Hyperemesis gravidarum (HG). A term that became a frequent feature in my vocabulary, having been my companion for the first 20 weeks of my pregnancy.
Characterised by severe and persistent nausea and vomiting during pregnancy, HG is most certainly not the same thing as regular morning sickness. It affects 1% of the pregnant population, and it’s a very debilitating condition that could risk the wellbeing of both mum/parent and baby. Due to the frequent vomiting, those experiencing HG often end up being severely dehydrated, with vitamin and mineral deficiency, and will experience a loss of at least 5% of their original body weight. Because of this, it is not uncommon to be hospitalised with HG. It is also very common to have to be on a combination of anti-sickness medication, sometimes all through the entire pregnancy, to try to keep the vomiting and nausea under control.
Because it’s so debilitating and limiting, those with HG will often spend long periods of time being house (or even bed) bound, and this – together with the symptoms of HG – can lead to poor mental health, and feelings of loneliness and isolation. In fact, it’s a condition so extreme, that a survey of 5,000 women with HG has shown that 52.1% of respondents considered termination.

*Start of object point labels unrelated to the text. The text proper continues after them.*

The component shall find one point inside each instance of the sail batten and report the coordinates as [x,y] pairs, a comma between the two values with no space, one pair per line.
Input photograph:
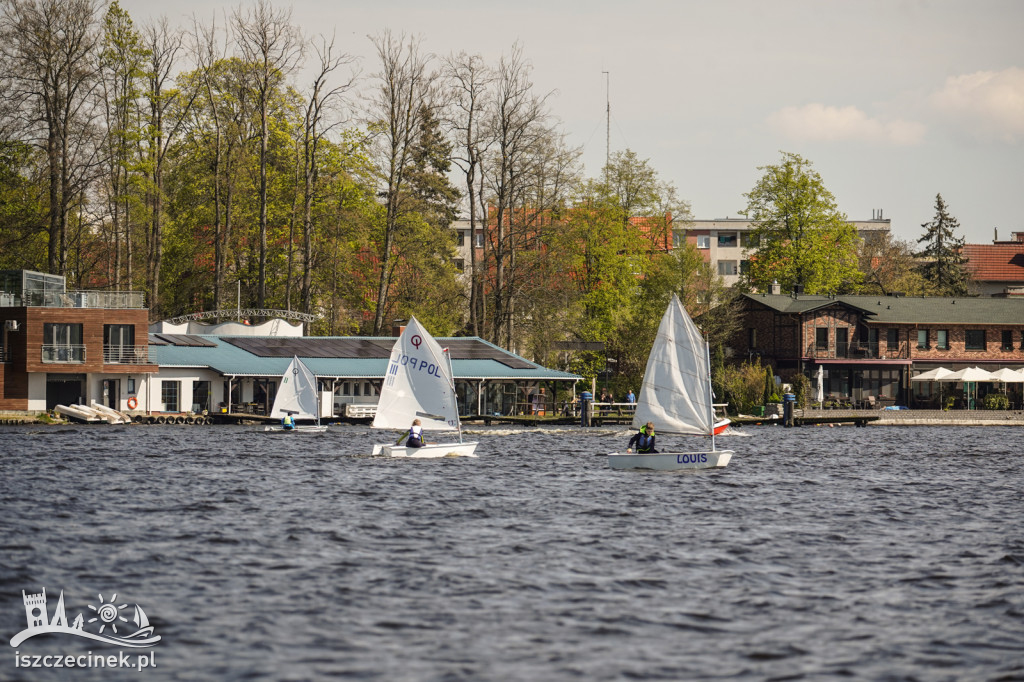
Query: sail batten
[676,392]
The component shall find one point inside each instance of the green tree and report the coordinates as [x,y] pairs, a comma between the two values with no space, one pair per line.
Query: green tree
[944,266]
[802,237]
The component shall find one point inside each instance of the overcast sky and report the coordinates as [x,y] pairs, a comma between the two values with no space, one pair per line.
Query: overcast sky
[893,100]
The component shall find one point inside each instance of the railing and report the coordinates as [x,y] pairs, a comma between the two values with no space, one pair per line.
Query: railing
[76,299]
[64,353]
[859,351]
[126,354]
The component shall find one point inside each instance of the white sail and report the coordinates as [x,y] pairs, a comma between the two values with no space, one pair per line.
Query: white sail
[676,393]
[418,385]
[297,393]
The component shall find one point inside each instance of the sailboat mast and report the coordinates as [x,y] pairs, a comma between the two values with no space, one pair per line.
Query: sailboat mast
[711,395]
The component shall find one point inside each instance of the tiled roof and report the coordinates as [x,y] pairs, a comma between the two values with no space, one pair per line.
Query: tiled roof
[231,359]
[995,262]
[906,310]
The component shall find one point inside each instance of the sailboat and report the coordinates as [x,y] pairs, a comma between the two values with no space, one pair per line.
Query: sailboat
[297,396]
[419,384]
[676,396]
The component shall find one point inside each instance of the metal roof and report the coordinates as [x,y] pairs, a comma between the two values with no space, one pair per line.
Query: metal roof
[480,359]
[906,310]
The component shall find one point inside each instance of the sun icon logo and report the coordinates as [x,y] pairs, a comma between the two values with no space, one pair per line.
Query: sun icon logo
[108,613]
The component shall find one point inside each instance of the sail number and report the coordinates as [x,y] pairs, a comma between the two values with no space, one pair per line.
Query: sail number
[691,459]
[416,365]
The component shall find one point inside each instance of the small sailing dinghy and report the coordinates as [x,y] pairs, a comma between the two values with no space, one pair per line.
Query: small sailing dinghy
[419,384]
[676,396]
[297,396]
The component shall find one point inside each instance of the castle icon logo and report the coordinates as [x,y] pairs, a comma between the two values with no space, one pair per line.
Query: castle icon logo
[104,622]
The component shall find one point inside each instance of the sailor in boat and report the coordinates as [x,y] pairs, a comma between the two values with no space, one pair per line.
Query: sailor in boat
[644,440]
[415,435]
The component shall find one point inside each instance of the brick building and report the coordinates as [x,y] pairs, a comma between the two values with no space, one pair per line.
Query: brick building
[64,346]
[870,346]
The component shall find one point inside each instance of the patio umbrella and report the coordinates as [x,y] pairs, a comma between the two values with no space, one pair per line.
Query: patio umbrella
[971,375]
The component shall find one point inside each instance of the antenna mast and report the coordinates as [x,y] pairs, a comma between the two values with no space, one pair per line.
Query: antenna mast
[607,120]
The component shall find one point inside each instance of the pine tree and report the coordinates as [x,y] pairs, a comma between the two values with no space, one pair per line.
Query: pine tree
[943,252]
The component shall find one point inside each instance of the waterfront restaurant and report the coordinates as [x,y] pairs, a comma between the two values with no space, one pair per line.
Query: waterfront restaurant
[870,347]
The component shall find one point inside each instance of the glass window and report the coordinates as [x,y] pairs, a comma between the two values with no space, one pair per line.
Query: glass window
[169,392]
[974,339]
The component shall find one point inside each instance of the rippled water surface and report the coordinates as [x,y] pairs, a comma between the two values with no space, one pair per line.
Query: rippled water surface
[871,553]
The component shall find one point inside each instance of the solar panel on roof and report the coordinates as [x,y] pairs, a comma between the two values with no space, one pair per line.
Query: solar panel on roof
[360,347]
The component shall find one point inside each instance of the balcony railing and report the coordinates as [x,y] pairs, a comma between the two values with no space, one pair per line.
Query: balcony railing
[76,299]
[64,353]
[859,350]
[126,354]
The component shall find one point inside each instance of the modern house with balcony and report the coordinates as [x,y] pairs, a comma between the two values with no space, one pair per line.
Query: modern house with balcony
[869,347]
[61,346]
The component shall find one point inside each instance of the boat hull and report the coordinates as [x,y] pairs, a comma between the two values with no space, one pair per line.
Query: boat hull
[430,451]
[671,461]
[301,428]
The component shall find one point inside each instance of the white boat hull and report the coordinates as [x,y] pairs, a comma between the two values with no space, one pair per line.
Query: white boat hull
[301,428]
[671,461]
[433,450]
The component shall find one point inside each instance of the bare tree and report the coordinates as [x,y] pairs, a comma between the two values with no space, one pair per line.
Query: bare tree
[323,98]
[404,95]
[271,49]
[470,79]
[48,53]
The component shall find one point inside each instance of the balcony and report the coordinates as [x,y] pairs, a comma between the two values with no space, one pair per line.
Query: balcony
[76,299]
[859,350]
[126,355]
[67,353]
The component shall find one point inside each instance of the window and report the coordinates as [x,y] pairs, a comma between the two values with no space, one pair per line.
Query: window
[169,392]
[974,339]
[821,338]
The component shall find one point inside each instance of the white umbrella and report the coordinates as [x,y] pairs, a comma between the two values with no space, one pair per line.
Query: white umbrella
[971,375]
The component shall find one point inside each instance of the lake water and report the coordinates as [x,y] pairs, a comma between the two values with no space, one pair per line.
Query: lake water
[882,553]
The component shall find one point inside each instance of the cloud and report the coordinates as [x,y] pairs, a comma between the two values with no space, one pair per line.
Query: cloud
[818,122]
[988,103]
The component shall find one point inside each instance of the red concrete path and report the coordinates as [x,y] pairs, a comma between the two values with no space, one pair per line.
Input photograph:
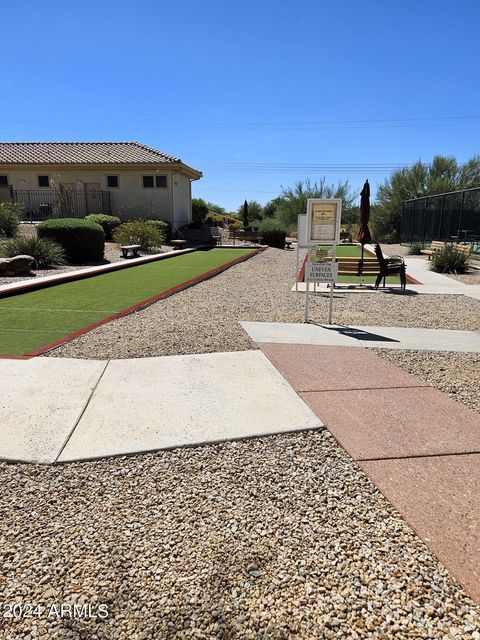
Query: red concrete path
[420,448]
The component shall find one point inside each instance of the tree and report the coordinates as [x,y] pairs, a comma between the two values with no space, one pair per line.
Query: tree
[216,208]
[199,210]
[292,202]
[421,179]
[255,211]
[270,208]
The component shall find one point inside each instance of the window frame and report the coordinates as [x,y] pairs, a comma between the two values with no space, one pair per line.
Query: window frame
[115,186]
[152,186]
[42,186]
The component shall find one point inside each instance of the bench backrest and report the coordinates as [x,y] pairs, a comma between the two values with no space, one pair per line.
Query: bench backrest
[463,248]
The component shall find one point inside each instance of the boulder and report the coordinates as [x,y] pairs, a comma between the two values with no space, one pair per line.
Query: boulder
[16,266]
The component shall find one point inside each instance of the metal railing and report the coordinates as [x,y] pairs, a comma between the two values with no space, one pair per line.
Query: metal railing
[451,217]
[42,204]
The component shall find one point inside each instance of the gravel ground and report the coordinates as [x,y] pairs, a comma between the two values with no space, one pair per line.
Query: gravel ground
[269,538]
[205,318]
[457,374]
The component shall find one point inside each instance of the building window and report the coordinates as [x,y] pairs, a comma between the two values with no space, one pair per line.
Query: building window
[155,181]
[148,181]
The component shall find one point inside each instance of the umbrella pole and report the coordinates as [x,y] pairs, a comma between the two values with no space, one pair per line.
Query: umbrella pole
[361,266]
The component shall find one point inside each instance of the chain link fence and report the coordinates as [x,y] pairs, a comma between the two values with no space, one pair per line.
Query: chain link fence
[450,217]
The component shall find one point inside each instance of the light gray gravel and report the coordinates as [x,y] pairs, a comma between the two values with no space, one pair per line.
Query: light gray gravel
[206,317]
[457,374]
[272,538]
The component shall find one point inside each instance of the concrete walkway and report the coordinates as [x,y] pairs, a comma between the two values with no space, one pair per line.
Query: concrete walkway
[419,447]
[361,336]
[60,409]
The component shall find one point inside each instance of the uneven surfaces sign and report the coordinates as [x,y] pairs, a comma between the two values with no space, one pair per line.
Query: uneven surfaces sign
[321,271]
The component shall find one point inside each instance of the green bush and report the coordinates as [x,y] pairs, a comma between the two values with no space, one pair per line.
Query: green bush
[10,214]
[199,210]
[108,223]
[164,226]
[273,233]
[82,240]
[449,260]
[415,249]
[147,235]
[210,221]
[45,253]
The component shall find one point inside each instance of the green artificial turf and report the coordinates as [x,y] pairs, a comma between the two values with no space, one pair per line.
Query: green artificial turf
[34,319]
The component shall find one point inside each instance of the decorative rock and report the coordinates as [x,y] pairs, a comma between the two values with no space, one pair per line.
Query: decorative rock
[17,266]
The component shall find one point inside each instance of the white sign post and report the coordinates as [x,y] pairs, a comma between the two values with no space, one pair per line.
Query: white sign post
[322,227]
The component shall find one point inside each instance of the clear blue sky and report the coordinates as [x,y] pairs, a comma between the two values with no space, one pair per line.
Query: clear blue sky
[227,85]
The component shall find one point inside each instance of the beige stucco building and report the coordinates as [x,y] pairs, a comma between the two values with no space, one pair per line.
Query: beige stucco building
[127,179]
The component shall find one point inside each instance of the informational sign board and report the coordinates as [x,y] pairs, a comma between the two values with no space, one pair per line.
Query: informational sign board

The usual tricks and home remedies that help regular morning sickness don’t work for HG (trust me, I’ve tried them all), and it’s so very important that validating and understanding support from family and friends, healthcare providers and other professionals is made available.
For my part, this is not what I thought the start of my pregnancy would end up being. For nearly 15 weeks I was pretty much bed bound, trying the best I could to stay positive and nourished. Even so, I ended up being admitted to hospital in two different occasions (eight nights in total) for IV fluids and intramuscular medication, and I paid another three visits to the maternity triage. I lost 10% of my original body weight (which I later thankfully recovered by about 20 weeks), and I temporarily damaged my oesophagus from all the vomiting.

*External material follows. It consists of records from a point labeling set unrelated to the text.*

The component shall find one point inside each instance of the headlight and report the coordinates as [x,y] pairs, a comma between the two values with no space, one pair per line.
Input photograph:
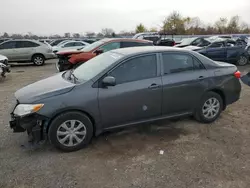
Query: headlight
[25,109]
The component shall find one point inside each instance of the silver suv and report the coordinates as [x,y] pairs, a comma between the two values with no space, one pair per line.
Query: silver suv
[26,51]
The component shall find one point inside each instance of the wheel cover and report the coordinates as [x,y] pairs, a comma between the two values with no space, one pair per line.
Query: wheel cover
[57,66]
[38,60]
[71,133]
[211,108]
[242,60]
[248,51]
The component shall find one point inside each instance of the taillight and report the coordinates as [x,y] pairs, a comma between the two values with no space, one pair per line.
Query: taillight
[237,74]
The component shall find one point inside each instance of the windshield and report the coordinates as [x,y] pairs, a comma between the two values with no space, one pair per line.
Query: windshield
[94,66]
[92,46]
[187,41]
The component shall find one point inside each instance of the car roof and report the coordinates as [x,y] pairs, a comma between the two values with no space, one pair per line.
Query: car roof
[148,49]
[125,39]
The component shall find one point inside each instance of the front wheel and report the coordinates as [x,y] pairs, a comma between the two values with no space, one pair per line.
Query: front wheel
[70,131]
[59,66]
[38,60]
[242,60]
[209,108]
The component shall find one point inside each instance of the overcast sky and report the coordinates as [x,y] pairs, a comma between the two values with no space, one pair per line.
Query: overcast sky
[60,16]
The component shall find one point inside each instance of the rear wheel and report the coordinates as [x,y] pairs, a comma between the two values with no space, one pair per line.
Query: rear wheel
[38,60]
[242,60]
[70,131]
[209,108]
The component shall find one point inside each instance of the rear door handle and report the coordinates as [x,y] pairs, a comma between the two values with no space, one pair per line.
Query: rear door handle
[200,77]
[154,86]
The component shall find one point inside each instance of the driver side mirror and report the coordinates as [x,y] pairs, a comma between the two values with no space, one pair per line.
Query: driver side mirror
[108,81]
[99,51]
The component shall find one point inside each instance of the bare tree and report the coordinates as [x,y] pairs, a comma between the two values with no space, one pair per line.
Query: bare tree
[107,32]
[140,28]
[234,25]
[76,35]
[67,35]
[90,34]
[6,35]
[174,24]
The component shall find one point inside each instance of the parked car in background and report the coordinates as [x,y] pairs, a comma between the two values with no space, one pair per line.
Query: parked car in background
[69,45]
[194,41]
[71,59]
[124,87]
[4,66]
[57,41]
[4,39]
[45,41]
[227,50]
[26,51]
[165,42]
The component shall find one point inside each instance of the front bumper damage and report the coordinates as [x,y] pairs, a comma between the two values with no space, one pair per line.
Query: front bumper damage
[34,124]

Things started feeling a little bit more manageable around 15 weeks, though I was still nauseous and vomiting. The difference was I could start doing some basic things around the house like doing the dishes, making the bed, etc. By 18 weeks I was thankfully able to eat most things again, and I was even able to cook again (something that brings me a lot of joy), but I was still on a lot of medication.

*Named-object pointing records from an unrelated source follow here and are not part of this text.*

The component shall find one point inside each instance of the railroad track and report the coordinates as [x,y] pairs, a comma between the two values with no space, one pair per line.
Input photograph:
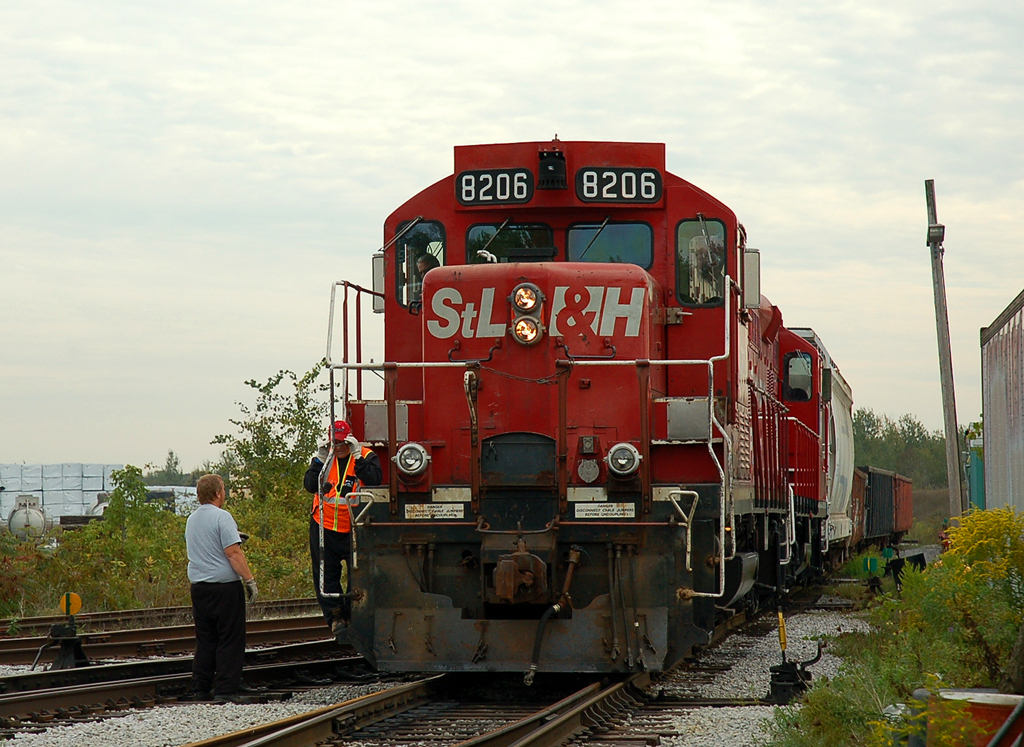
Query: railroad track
[264,682]
[425,712]
[169,640]
[94,621]
[296,654]
[453,709]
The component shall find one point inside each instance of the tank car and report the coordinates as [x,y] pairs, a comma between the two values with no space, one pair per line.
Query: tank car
[28,520]
[599,438]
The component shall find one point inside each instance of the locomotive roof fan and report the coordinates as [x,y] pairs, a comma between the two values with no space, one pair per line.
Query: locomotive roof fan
[551,173]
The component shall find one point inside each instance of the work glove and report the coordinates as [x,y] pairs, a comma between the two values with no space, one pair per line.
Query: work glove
[353,445]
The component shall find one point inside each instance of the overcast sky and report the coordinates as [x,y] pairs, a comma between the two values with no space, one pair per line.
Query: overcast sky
[182,181]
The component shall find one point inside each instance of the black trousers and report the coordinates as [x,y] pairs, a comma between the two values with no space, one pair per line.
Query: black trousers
[219,611]
[337,547]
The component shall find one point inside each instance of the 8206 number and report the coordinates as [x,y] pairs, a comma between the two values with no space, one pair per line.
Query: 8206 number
[619,184]
[494,187]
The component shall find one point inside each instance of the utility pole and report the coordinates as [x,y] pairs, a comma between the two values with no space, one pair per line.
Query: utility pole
[936,233]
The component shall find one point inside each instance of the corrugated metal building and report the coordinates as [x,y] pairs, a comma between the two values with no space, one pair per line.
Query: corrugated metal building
[60,489]
[1003,406]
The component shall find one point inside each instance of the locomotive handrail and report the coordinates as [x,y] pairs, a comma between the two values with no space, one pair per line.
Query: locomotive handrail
[687,519]
[726,519]
[357,521]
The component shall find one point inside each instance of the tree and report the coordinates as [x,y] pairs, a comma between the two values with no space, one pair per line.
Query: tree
[903,446]
[263,464]
[276,437]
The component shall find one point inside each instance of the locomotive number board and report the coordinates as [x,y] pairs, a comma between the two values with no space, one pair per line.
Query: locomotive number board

My body weakened in the weeks (months) I was in bed, and when I was finally able to resume my morning walks, my stamina had been greatly affected and I could only manage little walks at a time.
At around 20 weeks I had managed to reduce some of my medication, though that did bring some of the more intense nausea back. Let’s see what the next few weeks bring! With HG there’s a chance the nausea will never go away, and in fact that the more intense vomiting and nausea will return in the third trimester. Time will tell what HG has in store for me.
Despite this challenging ride at the beginning of my pregnancy, I’m in awe and in gratitude of my body that, despite all the physical challenges, keeps going and keeps growing my baby without me having to say or do anything. I’m grateful that I seem to be over the worst for now when I know some pregnant folk endure the severity of it all through their pregnancies. I’m also immensely grateful for the support I’ve been given from my husband and our community of family and friends.
HG is BRUTAL. Support is EVERYTHING.
If you’re suffering with HG, seek support both medical, and emotional. Listen to your gut and what you need and don’t be afraid to ask for it. People in your network will surely be happy to help, and there will be other opportunities in the future for you to reciprocate.
If you are going through HG, my heart and love go out to you. It is so, so very challenging. You really do have to live one day at a time. Sometimes even an hour at a time!
If you know someone with HG, consider reaching out and checking in, offering a listening ear or company if they’re up for it. But for the love of everything that is sacred, please do NOT suggest ginger!